Graph

A Graph is a container of references to objects (called objrefs) that may be linked to an arbitrary number of other objects. The objects themselves may be located on other processors, ie the Graph may be distributed. Objects are polymorphic -- the only properties Graph needs to know is how create, copy, and serialise them, as well as what other objects they are linked to.

Because the objects are polymorphic, it is possible to create hypergraphs. Simply have two types of object in the graph -- pins and wires, say. A pin may be connected to multiple wire objects, just as wires may be connected to multiple pins.

The objrefs themselves are stored in a maplike object called an omap, which is replicated across all processors.

A short synopsis of Graph is as follows:

class Graph: public Ptrlist
{
public:
  omap objects;

  Graph& operator=(const Graph&);
  Graph(Graph&);
  Graph();

  /* object management */
  objref& AddObject(object* o, GraphID_t id, bool managed=false); 
  template <class T>
  objref& AddObject(GraphID_t id); 
  template <class T>
  objref& AddObject(const T& master_copy, GraphID_t id); 

  /* these methods must be called on all processors simultaneously */
  void Prepare_Neighbours(bool cache_requests=false);
  void Partition_Objects();
  void Distribute_Objects();
  void gather();

  void rebuild_local_list();   
  void clear_non_local()
  void print(int proc) 
};

Ptrlist
(see §14.4) is a list of references to objrefs), pointing to objects stored locally on the current processor.
AddObject
In the first form, add an already created object to the Graph. In the second form create a new object of type T, and add it to the Graph. T must be derived from the abstract base class object. You must explicitly supply the type of the object to be created as a template argument:
    g.AddObject<foo>(id);
In the third form, create a new object, and initialise its data with the contents of argument master_copy.
Prepare_Neighbours()
For each object on the local processor, ensure that all objects connected to it are brought up to date, by obtaining data from remote processors if necessary. If the network structure has not changed since the last call to this method, set the flag cache_requests to true, which substantially reduces the amount of interprocessor communication required.
Partition_Objects()
Call the ParMETIS partitioner to redistribute the graph in an optimal way over the processors.

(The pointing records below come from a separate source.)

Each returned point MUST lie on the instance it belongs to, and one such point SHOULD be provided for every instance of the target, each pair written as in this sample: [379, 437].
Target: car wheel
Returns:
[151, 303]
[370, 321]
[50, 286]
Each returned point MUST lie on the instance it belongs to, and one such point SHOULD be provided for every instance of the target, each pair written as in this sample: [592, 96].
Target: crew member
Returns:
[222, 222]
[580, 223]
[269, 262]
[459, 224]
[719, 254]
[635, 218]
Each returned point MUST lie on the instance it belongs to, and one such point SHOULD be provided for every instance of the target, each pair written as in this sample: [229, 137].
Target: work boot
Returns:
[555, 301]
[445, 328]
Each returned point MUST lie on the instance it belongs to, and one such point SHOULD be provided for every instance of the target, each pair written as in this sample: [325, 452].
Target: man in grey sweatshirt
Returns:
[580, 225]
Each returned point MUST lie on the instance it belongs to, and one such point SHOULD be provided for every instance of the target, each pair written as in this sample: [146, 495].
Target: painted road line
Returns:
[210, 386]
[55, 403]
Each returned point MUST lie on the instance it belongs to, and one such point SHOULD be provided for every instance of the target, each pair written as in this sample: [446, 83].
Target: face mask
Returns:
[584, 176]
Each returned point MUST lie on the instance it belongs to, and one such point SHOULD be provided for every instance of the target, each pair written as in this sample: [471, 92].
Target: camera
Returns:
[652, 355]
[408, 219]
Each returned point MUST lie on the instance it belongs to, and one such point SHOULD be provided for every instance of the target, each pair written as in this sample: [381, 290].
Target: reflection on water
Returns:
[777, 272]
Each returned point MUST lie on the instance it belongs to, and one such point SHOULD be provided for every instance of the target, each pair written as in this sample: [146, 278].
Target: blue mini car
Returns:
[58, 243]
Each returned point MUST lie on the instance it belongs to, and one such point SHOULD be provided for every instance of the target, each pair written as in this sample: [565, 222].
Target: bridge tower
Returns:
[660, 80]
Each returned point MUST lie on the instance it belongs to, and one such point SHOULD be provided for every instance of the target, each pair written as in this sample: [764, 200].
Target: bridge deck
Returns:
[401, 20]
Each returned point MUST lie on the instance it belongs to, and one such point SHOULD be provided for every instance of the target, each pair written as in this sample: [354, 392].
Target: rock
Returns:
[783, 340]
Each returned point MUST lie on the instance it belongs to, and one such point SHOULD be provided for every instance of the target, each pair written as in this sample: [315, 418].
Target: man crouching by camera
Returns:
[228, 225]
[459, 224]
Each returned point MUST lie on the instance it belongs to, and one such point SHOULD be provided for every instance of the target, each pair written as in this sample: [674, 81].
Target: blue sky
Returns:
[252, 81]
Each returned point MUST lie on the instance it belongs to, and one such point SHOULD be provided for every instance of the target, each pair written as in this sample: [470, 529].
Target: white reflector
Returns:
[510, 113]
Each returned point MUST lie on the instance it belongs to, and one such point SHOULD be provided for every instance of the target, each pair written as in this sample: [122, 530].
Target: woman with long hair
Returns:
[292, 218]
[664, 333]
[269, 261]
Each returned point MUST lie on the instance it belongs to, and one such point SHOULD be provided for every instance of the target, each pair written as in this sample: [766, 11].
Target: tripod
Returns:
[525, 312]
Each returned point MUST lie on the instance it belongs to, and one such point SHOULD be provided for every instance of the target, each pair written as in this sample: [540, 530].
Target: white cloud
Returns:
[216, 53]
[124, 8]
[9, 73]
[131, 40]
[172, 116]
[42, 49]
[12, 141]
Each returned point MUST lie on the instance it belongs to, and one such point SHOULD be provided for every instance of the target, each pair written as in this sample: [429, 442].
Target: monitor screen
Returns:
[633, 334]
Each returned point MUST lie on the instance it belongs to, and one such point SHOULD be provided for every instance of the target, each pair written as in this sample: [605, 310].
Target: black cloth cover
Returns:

ParMETIS executes in parallel, and requires that the objects be distributed before this call. One way of achieving this is to make a simple assignment of objects to processors (by setting the proc member of each objref), then call Distribute_Objects().
Distribute_Objects()
Broadcast graph data from processor 0, and call
rebuild_local_list() on each processor.
gather()
Bring the entire graph on processor 0 up to date, copying information from remote processors as necessary. A gather(), followed by Distribute_Pins() brings all processors' graphs up-to-date. This is, naturally, an expensive operation, and should be done for startup or checkpointing purposes.
rebuild_local_list()
Reconstruct the list of objrefs local to the current processor, according to the proc member of the objrefs.
clear_non_local()
Nullify all objrefs that don't belong to the current processor. This can be used to save memory usage.